However, today, time series is changing from a big bull to a tiger. Perhaps it is because the tiger has impressed me so deeply. Over the past few years, my indifference to time has changed into a concern for time. , I gained another year of life.I suddenly felt that this year was really a big deal. It told me that I was definitely one year older.Li Bai's poem: "Gao Tang's mirror is sad with white hair." I seldom look in the mirror. The white on the top of my head is what I feel, not what I see with my own eyes. The white seems to have weight and weighs heavily on my head.As for the wrinkles on my face, I don't even feel them, I don't even think about them.

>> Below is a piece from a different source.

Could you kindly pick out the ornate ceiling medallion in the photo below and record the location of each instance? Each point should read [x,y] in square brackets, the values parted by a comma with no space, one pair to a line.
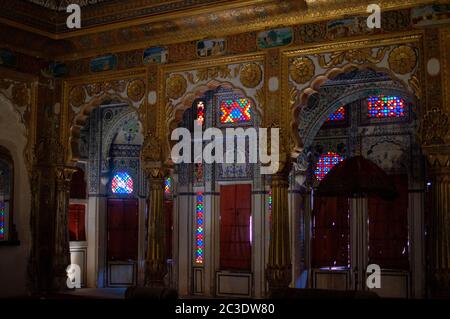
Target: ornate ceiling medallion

No matter how I feel, I am old, and that is a fact beyond the slightest doubt.I've grown older than I planned, exceeded my expectations.Both my father and mother only lived to be over 40 years old, and my original first account was to live to 50 years old.It is said that people's life span is hereditary, and I will never live much longer than my parents.However, fifty or sixty years passed in a flash.At sixty and Jiazi, I had just been released from the cowshed at that time, so I had no time to think about my age.Confucius' seventy-three and Mencius's eighty-four are also like lightning, fleeting.I have already forgotten the original plan. There is only a budget but no final accounts. This is really inconsistent with legal procedures.But in another blink of an eye, I have become the me I am today, and I am already alone.According to foreign methods, rice birthday should be celebrated next year.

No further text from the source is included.